- Genre: Soap opera; Reality television;
- Starring: Lindsay Hartley; Crystal Hunt; Vanessa Marcil; Chrystee Pharris; Hunter Tylo; Donna Mills;
- Country of origin: United States
- Original language: English
- No. of seasons: 1
- No. of episodes: 10

Production
- Executive producers: Leslie Greif Aaron Fishman; Adam Freeman; Adam Reed; Tim Laurie;
- Production company: Thinkfactory Media

Original release
- Network: Pop
- Release: April 26 – June 10, 2015

= Queens of Drama (TV series) =

Queens of Drama is an American scripted reality drama television series. The series follows former daytime and primetime soap stars who form a production company to develop and produce of a new serialized drama pilot for television. It stars Lindsay Hartley, Crystal Hunt, Vanessa Marcil, Chrystee Pharris, and Hunter Tylo, along with Donna Mills as a fictionalized version of herself. Mills stars as a no-nonsense queen bee of the group.
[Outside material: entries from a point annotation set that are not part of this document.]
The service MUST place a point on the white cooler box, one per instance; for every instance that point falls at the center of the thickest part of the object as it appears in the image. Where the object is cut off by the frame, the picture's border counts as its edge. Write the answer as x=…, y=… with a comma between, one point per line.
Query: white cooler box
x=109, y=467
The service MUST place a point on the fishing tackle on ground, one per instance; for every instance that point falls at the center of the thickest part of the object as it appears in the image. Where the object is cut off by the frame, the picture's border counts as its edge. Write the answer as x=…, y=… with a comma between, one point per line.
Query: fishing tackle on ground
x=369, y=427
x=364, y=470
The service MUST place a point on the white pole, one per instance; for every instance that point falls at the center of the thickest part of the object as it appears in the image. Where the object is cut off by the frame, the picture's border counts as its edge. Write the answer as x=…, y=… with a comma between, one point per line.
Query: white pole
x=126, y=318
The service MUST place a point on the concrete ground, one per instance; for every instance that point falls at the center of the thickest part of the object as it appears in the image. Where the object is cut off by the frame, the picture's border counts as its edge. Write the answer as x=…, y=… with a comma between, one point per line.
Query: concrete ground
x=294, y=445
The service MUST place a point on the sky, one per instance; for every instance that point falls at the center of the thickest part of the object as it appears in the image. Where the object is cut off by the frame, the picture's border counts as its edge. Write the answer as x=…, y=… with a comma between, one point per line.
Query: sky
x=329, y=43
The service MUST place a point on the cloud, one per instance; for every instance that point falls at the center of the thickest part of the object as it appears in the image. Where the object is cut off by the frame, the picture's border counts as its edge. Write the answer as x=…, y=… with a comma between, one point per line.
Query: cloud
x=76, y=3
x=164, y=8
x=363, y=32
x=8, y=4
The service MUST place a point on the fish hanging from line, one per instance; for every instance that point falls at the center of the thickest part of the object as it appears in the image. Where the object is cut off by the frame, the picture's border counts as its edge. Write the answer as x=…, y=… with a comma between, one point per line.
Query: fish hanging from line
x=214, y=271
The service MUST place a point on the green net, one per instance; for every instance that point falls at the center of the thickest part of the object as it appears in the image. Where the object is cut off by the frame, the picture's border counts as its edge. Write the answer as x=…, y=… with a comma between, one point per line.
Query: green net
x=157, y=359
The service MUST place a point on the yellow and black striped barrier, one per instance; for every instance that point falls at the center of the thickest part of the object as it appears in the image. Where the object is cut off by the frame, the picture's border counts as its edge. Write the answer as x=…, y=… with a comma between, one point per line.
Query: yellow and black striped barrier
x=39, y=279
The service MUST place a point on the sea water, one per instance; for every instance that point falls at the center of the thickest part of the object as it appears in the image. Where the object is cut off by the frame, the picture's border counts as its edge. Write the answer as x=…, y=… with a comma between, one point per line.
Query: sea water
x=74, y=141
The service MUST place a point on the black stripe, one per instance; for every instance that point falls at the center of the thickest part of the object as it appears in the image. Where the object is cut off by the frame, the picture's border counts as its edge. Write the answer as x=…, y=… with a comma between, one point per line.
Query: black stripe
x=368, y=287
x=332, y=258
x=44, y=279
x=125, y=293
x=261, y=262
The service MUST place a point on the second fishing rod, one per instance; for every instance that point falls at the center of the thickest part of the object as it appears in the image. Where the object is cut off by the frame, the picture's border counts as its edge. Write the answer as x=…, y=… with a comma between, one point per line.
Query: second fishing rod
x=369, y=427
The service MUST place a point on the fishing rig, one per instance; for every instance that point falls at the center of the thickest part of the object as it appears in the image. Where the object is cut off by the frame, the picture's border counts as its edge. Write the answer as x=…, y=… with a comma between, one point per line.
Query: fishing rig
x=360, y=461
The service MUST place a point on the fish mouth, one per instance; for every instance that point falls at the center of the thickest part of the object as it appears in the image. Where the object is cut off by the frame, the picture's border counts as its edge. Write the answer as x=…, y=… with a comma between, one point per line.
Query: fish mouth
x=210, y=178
The series debuted on Pop on April 26, 2015. Ten episodes reached air.

==Cast==
- Lindsay Hartley
- Crystal Hunt
- Vanessa Marcil
- Chrystee Pharris
- Hunter Tylo
- Donna Mills

Joan Collins also guest starred on the series.

==Episodes==

| No. | Title | Original release date | U.S. viewers (thousands) |
| 1 | "I Don’t Do Ugly" | April 26, 2015 | 169 |
Vanessa Marcil, Lindsay Hartley and Crystal Hunt approach Donna Mills to create a new TV drama series; the women come to realize they do not share the same vision for the show.
| 2 | "Art Imitating Life" | April 26, 2015 | 169 |
Donna invites the women over to tell them the CW is interested in their project, but the women chafe that she spoke to the network without them; Crystal makes judgmental comments.
| 3 | "Those Little Devils" | April 29, 2015 | N/A |
Donna and her friend, Joan Collins, teach the women a lesson when Crystal goes behind Donna's back; the women receive invitations to the Sue Wong fashion show; Crystal steals the spotlight.
| 4 | "Dealing with a Sociopath" | May 6, 2015 | N/A |
Joan Collins scolds the women for trying to replace Donna Mills as producer; Donna wonders if Crystal should be kicked out of the group after learning of her criminal record; Vanessa and Chrystee plan their pitch for the showrunner.
| 5 | "What Donna Wants" | May 13, 2015 | N/A |
The women pitch their ideas to the new showrunner, Lee Fleming; Donna discovers Vanessa doesn't want to act in the show; Hunter tries to change Vanessa's mind about acting while on a retreat in Palm Springs, California.
| 6 | "Clean Up Her Mess" | May 20, 2015 | N/A |
Donna takes on another role after learning Vanessa quit; Hunter shares Donna's secrets with Vanessa; Lindsay discovers her boyfriend may have to relocate.
| 7 | "Asking for Trouble" | May 27, 2015 | N/A |
Donna's pal, Lorenzo Lamas, comes to the casting session to audition; Lindsay seeks a role for her boyfriend; Hunter discovers a harsh comment re-tweeted by Lindsay.
| 8 | "She Set Me Up" | June 3, 2015 | N/A |
Discord erupts when the women film monologues for the sizzle reel; Crystal has doubts about Donna's loyalty; Hunter gets injured.
| 9 | "Read the Script!" | June 10, 2015 | N/A |
Hunter is unable to continue after her injury, but the others move forward with production; Chrystee and Donna battle over a new scene.
| 10 | "How Did We Get Here" | June 10, 2015 | N/A |
Lindsay, Crystal and Chrystee discover Donna is pitching the show to the network without them and crash her meeting.